Multi-Armed Bandits vs A/B Tests: A PM's Plain-English Guide

Your A/B test is running. Variant B is up 12% on conversions after a week. You can see it. But you can’t call it — significance hasn’t been reached. So you wait three more weeks while half your traffic goes to the worse experience.

This is the core tension between A/B testing and multi-armed bandits. They solve different versions of the same problem, and mixing them up costs you either rigor or revenue.

A/B Testing: What It Is and Where It Breaks

A fixed-horizon A/B test splits traffic 50/50, sets a sample size target, and waits for significance. The logic is sound: a 95% confidence level means roughly a 5% false positive rate. Peeking early inflates that rate considerably — documented in Spotify’s experimentation research and Statsig’s published methodology.

But the protocol has costs. For teams under 50,000 MAU, reaching significance on a button copy test can take months. You hold both variants open the whole time, meaning users in the losing experience have a worse product throughout. The insight-to-action gap compounds: you probably know which variant is better early, but you can’t act on it.

What Bandits Actually Do

The algorithm name comes from a classic probability problem: a row of slot machines with unknown payout rates. You want to maximize total payout while learning which machines are best. Pure exploration wastes money; pure exploitation locks you in early. Bandits balance both.

In product terms: you start split evenly. As the algorithm sees that variant B converts better, it shifts more traffic toward B continuously. By the time a fixed-horizon test would have reached significance, a well-tuned bandit has already routed 70-80% of users to the better experience.

Thompson Sampling is the most common production implementation. Statsig, Optimizely, and some PostHog configurations use it. The algorithm maintains a probability distribution for each variant’s conversion rate and samples from those to allocate each session.

The tradeoff is statistical control. Bandits optimize for cumulative reward during the experiment. They don’t produce a clean p-value. If you need documented causality — “variant B increased signup rate by 8.3% (p=0.02)” — you need the fixed-horizon design.

When to Use Which

Use a fixed-horizon A/B test when the decision is high-stakes or irreversible: pricing changes, checkout flow redesigns, anything requiring documented justification. Statistical discipline here is what prevents you from shipping a winner that isn’t one.

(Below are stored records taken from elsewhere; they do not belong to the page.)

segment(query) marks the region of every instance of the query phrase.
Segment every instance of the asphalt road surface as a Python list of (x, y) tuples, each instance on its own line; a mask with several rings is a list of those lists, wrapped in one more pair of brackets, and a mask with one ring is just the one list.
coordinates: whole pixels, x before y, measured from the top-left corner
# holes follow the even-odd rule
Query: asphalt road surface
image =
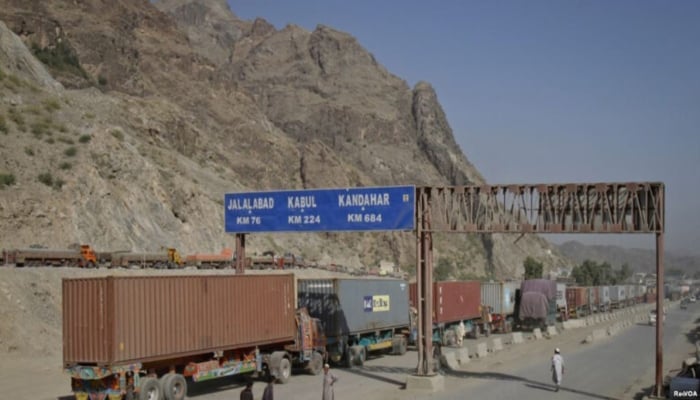
[[(664, 331), (664, 370), (678, 368), (694, 346), (685, 333), (694, 328), (700, 304), (680, 310), (670, 306)], [(568, 337), (568, 338), (567, 338)], [(592, 344), (580, 344), (585, 331), (570, 331), (551, 341), (518, 345), (494, 356), (475, 361), (461, 371), (445, 372), (445, 390), (421, 393), (404, 389), (406, 376), (416, 366), (416, 353), (402, 357), (383, 356), (367, 361), (362, 368), (334, 369), (340, 377), (335, 398), (391, 399), (639, 399), (654, 382), (655, 330), (636, 324)], [(561, 343), (561, 344), (559, 344)], [(550, 358), (554, 346), (563, 347), (566, 374), (562, 388), (554, 392)], [(499, 358), (500, 357), (500, 358)], [(489, 358), (485, 359), (489, 360)], [(263, 383), (254, 385), (255, 398), (262, 396)], [(239, 381), (226, 380), (190, 388), (189, 398), (223, 400), (238, 396)], [(295, 375), (287, 384), (275, 386), (275, 398), (320, 399), (321, 377)]]
[[(679, 368), (694, 350), (686, 333), (699, 315), (697, 303), (687, 310), (680, 310), (678, 303), (669, 307), (664, 325), (664, 371)], [(639, 399), (654, 383), (655, 334), (654, 327), (636, 324), (617, 336), (564, 353), (566, 373), (556, 393), (549, 369), (551, 354), (530, 357), (502, 372), (465, 372), (464, 376), (474, 379), (461, 390), (478, 393), (480, 399)]]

Use a bandit when optimizing something continuous and low-risk: CTA copy, email subject lines, push notification timing. When users in the losing variant pay a real cost during the test, the bandit’s regret-minimization is what you want. Every session improves allocation rather than waiting for a count to accumulate.

The failure mode is using bandits to avoid rigor on decisions that need it. Teams that never run structured experiments sometimes reach for bandits as a shortcut — and end up locally optimizing CTR while the product’s core activation problem goes unexamined.

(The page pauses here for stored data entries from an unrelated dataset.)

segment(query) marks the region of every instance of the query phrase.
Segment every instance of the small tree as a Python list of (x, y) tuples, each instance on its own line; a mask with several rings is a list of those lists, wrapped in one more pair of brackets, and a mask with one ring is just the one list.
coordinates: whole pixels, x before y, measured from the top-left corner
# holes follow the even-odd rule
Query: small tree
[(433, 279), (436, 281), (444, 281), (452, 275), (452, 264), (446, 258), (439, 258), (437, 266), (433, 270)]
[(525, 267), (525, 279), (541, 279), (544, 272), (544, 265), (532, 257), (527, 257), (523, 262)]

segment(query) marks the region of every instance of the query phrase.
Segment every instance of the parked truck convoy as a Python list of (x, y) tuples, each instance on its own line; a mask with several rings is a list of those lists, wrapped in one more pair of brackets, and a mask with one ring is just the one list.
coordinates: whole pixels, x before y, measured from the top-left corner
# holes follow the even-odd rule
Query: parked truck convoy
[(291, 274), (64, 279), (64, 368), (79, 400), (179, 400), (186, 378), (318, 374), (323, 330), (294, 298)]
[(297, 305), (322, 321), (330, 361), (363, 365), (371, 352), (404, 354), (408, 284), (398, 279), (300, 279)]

The Constraint Neither Solves

Both methods share one hard limit: you still need to ship the variants and have instrumentation in Amplitude or PostHog that captures the right outcome at the right granularity. Bad event schemas corrupt both approaches equally.

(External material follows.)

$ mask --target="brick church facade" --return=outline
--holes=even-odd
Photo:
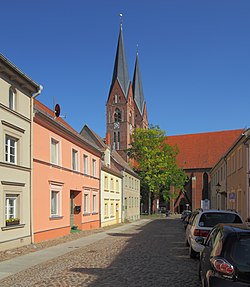
[[[137,52],[131,82],[121,23],[106,103],[106,143],[127,162],[129,159],[126,150],[129,148],[133,130],[138,127],[148,127],[139,57]],[[241,133],[242,130],[239,129],[166,138],[168,144],[178,146],[177,164],[184,169],[188,177],[184,191],[173,190],[176,197],[168,208],[173,212],[181,212],[187,206],[194,210],[201,207],[202,200],[210,198],[210,170]],[[159,204],[159,201],[154,201],[152,210],[156,212]]]
[[[138,52],[133,81],[128,74],[122,24],[116,50],[113,77],[106,103],[106,139],[126,161],[131,135],[135,128],[147,128],[146,102],[142,88]]]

The deeper constraint is adaptation latency: time from behavioral signal to live variant. Bandits allocate traffic better once variants are running. They don’t close the gap between seeing a signal and having a UI change deployed.

Rayform addresses this differently: instead of discrete variants and split traffic, it uses behavioral telemetry to adapt what each user sees at runtime. No deploy cycle, no significance wait.

One concrete thing to do this week: instrument a hesitation event in PostHog — user pauses on a CTA for over 3 seconds without clicking. If that signal appears on more than 8% of sessions, you have a testable hypothesis. A 2-week bandit will answer it faster than a 6-week fixed test, and it’ll send fewer users through the broken experience while you learn.